Here, then, is this woman enthroned on this delusion; a very different position from that of the true church. The true church of the blessed God, whether her ministers or her members, they do not exalt themselves. True ministers of God humble themselves, and come before the people as fellowsinners before fellow-sinners, as fellow-mortals before fellow-mortals, as fellow-believers before fellow-believers, with no pretension whatever of a fleshly kind; yea, so far from that, he feels that he is not sufficient even to think a good thought in and of himself, but that his sufficiency is of the Lord; he lays open his conscience, and heart, and testimony to the people, and leaves them to judge. The true minister never imposes anything authoritatively upon the people; as said the apostle Paul, “We have no dominion over your faith, but are helpers together of your joy.” So, then, see the enthronement of the false church.
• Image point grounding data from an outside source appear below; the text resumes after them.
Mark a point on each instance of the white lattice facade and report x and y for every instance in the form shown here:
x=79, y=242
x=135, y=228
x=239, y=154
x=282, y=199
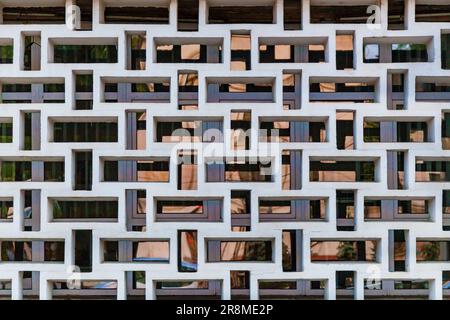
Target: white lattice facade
x=347, y=198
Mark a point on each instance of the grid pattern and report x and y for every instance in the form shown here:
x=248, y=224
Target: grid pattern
x=344, y=198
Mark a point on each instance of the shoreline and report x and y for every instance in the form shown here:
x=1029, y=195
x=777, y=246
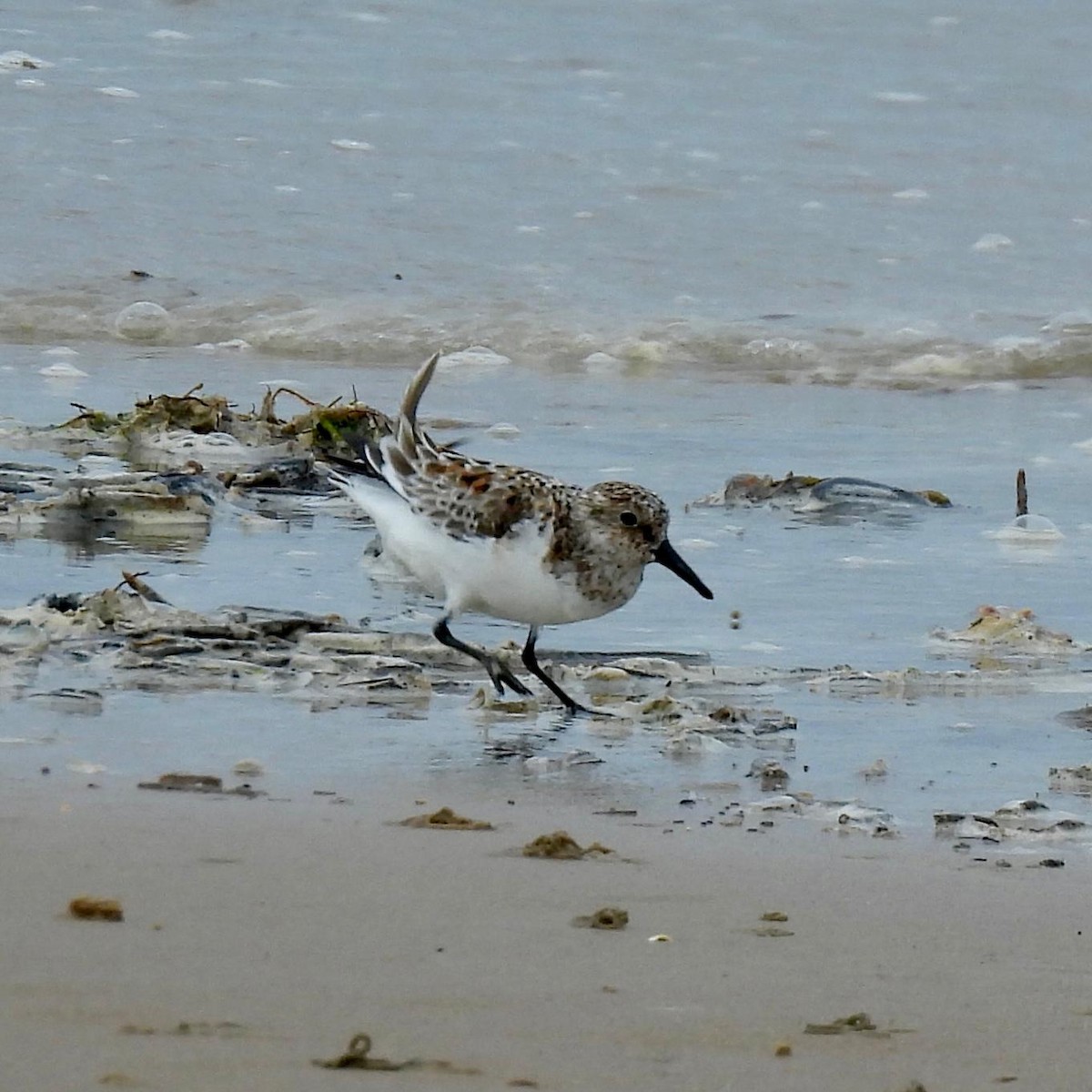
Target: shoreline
x=277, y=929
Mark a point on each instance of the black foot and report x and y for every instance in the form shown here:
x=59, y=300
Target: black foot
x=501, y=676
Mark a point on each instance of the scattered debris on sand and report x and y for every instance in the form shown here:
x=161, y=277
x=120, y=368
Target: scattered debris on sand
x=1005, y=632
x=197, y=784
x=446, y=819
x=1027, y=819
x=207, y=1029
x=605, y=917
x=358, y=1055
x=856, y=1021
x=561, y=846
x=802, y=492
x=1071, y=779
x=90, y=909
But if we come to the enthronement of the true church, how different! I had intended to have said a few words upon this, but time forbids. I may just notice one scripture. “raised us up,” said the apostle, “and made us sit together,” not in places of human device, “in heavenly places,” of divine appointment, of divine constitution, of divine arrangement, divine provision; “made us sit together in heavenly places in Christ Jesus.” Thus he raises up the poor out of the dust, but he takes care first to bring them into the dust; he raises up the beggar from the dunghill, but he takes care first to turn the sinner into a beggar, and make him feel that his own sins are the dunghill of eternal infamy, to which be must be subjected but for the grace of God. Those that are thus brought down, these are they that he raises up out of the dust, and lifts them up from the dunghill of sin, and death, and delusion, and sets them with princes, princes of his people, making them inherit the throne of glory.

Oh, the mighty difference, then, between exaltation by human invention, and being raised up into sweet oneness with the Lord Jesus Christ! I should like to have had half an hour more; but your time is gone, and I will say no more.